The prong of a tuning fork moves back and forth when it is set into vibration. The distance the prong moves between its extreme positions is 2.28 mm. If the frequency of the tuning fork is 440.6 Hz, what are the maximum velocity and the maximum acceleration of the prong? Assume SHM.
I know that similar questions have been posted before, but some weren't answered and some where confusing, so if someone could help please!
So what is Vm m/s
and Am m/s^2
Thank you!
x = 1.14 * 10^-3 sin 2 pi f t
in meters
f = 440.6
so w = 2 pi f = 2768 radians/s
x = 1.14 * 10^-3 sin 2768 t
v = 1.14*10^-3*2768 cos 2768 t
a = -1.14*10^-3*2768^2 sin 2768 t
v max = 1.14*10^-3*2768 = 3.16 m/s
a max = 2768 v max = 8736 m/s^2
To find the maximum velocity and maximum acceleration of the prong, we can use basic principles of simple harmonic motion (SHM). In SHM, the displacement, velocity, and acceleration of an oscillating object are related to its frequency and amplitude.
1. Maximum velocity (v_max):
The maximum velocity of an object undergoing SHM is given by the product of the amplitude (A) and the angular frequency (ω).
v_max = A * ω
The angular frequency, ω, can be calculated using the formula:
ω = 2πf
Where f is the frequency of the tuning fork.
Given:
Amplitude (A) = 2.28 mm = 0.00228 m (since 1 mm = 0.001 m)
Frequency (f) = 440.6 Hz
First, we need to convert the frequency from Hz to angular frequency (rad/s) by multiplying it by 2π:
ω = 2π * 440.6
Now, we can calculate the maximum velocity:
v_max = A * ω
= 0.00228 * (2π * 440.6)
Simplifying this expression will give us the maximum velocity of the prong.

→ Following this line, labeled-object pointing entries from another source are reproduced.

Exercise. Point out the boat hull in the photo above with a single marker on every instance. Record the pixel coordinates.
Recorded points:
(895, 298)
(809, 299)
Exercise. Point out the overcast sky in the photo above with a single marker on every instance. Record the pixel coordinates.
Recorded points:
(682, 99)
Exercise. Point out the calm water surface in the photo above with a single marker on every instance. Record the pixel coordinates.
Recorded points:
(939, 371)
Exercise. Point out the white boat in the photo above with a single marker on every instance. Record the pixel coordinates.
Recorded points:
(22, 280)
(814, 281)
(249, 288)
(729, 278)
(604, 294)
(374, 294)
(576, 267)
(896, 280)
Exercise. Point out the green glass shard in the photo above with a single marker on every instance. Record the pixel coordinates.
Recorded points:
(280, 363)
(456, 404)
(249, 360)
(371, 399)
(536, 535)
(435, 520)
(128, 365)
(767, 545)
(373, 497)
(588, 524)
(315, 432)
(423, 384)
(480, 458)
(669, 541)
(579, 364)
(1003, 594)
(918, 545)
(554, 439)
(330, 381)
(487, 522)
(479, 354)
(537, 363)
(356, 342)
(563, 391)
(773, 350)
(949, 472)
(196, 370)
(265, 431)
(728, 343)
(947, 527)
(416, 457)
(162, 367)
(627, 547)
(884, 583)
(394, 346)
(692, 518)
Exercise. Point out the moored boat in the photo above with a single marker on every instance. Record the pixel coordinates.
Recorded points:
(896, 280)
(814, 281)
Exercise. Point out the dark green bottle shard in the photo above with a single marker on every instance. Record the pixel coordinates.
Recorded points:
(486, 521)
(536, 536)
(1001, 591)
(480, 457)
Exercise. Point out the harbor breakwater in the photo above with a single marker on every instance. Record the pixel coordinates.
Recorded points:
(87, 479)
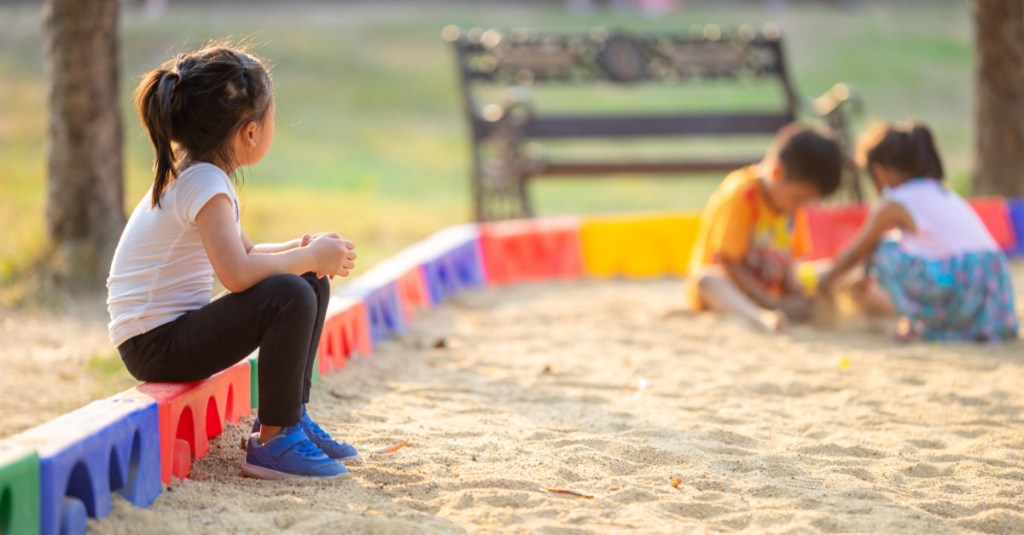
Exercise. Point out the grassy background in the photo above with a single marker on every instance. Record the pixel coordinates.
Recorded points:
(370, 137)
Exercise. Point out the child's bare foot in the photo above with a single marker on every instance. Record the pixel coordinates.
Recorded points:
(773, 321)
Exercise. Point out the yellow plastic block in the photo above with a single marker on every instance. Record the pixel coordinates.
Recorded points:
(809, 272)
(639, 246)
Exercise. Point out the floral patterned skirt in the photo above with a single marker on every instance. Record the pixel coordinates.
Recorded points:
(967, 297)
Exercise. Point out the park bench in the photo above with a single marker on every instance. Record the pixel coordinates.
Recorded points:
(501, 74)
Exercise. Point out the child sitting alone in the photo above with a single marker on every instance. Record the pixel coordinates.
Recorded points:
(754, 227)
(938, 265)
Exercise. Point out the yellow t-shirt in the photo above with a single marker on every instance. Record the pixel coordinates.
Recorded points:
(739, 224)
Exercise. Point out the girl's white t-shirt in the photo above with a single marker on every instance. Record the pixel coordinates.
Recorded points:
(160, 269)
(947, 227)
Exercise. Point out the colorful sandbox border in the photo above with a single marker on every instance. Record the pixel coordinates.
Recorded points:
(55, 475)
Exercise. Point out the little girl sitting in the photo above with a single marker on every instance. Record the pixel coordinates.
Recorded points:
(939, 266)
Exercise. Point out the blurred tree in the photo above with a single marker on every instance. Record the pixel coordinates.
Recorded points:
(999, 97)
(85, 187)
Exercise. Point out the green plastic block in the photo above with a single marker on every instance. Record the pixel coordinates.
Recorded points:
(18, 490)
(254, 381)
(254, 378)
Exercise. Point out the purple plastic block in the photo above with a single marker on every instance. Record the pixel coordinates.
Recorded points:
(108, 446)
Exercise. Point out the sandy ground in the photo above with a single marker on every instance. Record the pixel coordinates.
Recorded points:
(44, 362)
(611, 391)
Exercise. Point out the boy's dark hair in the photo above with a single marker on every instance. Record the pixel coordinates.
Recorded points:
(193, 106)
(909, 149)
(809, 156)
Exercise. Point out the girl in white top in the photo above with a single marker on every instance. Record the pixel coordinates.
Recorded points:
(209, 113)
(940, 268)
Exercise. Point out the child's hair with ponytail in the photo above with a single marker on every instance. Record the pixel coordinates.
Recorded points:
(193, 106)
(908, 148)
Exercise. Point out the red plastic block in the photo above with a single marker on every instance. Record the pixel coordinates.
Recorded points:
(531, 250)
(346, 330)
(192, 413)
(834, 227)
(995, 215)
(413, 292)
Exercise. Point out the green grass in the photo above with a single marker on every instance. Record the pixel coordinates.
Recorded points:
(108, 375)
(371, 141)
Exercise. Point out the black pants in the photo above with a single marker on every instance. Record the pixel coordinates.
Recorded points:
(283, 316)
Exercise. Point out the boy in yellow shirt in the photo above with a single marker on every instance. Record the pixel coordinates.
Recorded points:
(754, 227)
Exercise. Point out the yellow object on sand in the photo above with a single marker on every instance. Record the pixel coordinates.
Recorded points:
(640, 246)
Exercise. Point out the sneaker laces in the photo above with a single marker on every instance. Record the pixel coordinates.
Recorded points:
(318, 431)
(306, 448)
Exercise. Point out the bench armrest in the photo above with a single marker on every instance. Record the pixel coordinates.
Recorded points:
(516, 104)
(841, 99)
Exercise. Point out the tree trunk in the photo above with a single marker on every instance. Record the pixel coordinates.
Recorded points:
(85, 186)
(999, 97)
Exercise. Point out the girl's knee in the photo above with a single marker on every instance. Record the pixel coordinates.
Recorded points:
(291, 288)
(320, 284)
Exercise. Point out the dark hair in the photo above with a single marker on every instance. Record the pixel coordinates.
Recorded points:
(908, 148)
(194, 105)
(809, 156)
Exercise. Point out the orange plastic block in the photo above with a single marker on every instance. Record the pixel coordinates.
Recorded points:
(346, 330)
(192, 413)
(531, 250)
(638, 245)
(413, 292)
(834, 227)
(995, 215)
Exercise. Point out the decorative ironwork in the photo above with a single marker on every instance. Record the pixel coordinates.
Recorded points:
(526, 57)
(516, 59)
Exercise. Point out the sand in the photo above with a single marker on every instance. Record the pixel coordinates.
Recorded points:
(611, 391)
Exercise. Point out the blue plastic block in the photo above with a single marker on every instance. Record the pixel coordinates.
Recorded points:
(384, 313)
(108, 446)
(1016, 209)
(453, 262)
(18, 489)
(379, 292)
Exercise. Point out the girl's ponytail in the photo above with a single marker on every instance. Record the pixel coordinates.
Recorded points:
(926, 156)
(909, 148)
(154, 105)
(195, 104)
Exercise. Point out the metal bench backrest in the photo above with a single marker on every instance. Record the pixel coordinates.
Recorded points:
(526, 58)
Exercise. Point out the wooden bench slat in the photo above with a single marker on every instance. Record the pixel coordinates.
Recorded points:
(634, 126)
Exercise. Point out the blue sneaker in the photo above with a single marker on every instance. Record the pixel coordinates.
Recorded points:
(288, 455)
(341, 451)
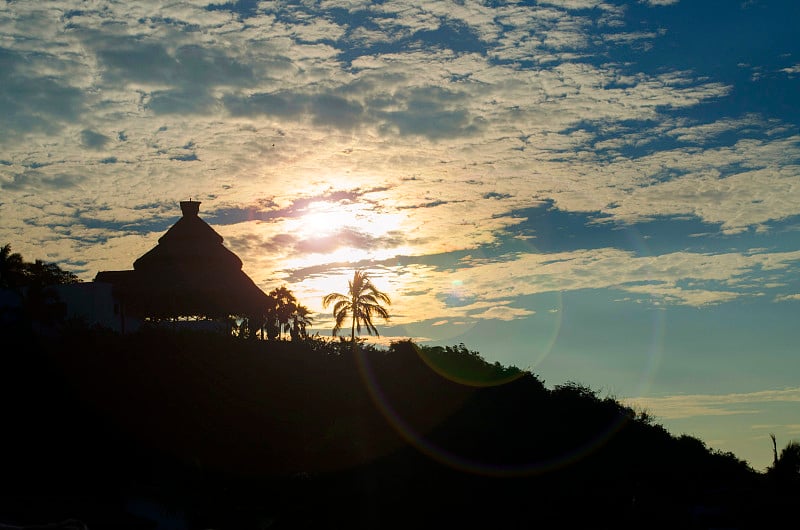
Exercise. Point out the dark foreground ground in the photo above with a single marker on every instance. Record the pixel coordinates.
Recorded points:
(171, 430)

2. Maximum acceleration (a_max):
The maximum acceleration of an object undergoing SHM is given by the product of the amplitude (A) and the angular frequency squared (ω^2).
a_max = A * ω^2
Using the angular frequency obtained in the previous step, we can calculate the maximum acceleration:
a_max = A * ω^2
= 0.00228 * (2π * 440.6)^2
Simplifying this expression will give us the maximum acceleration of the prong.
By plugging in the values and performing the calculations, you will be able to find the maximum velocity and maximum acceleration of the prong of the tuning fork.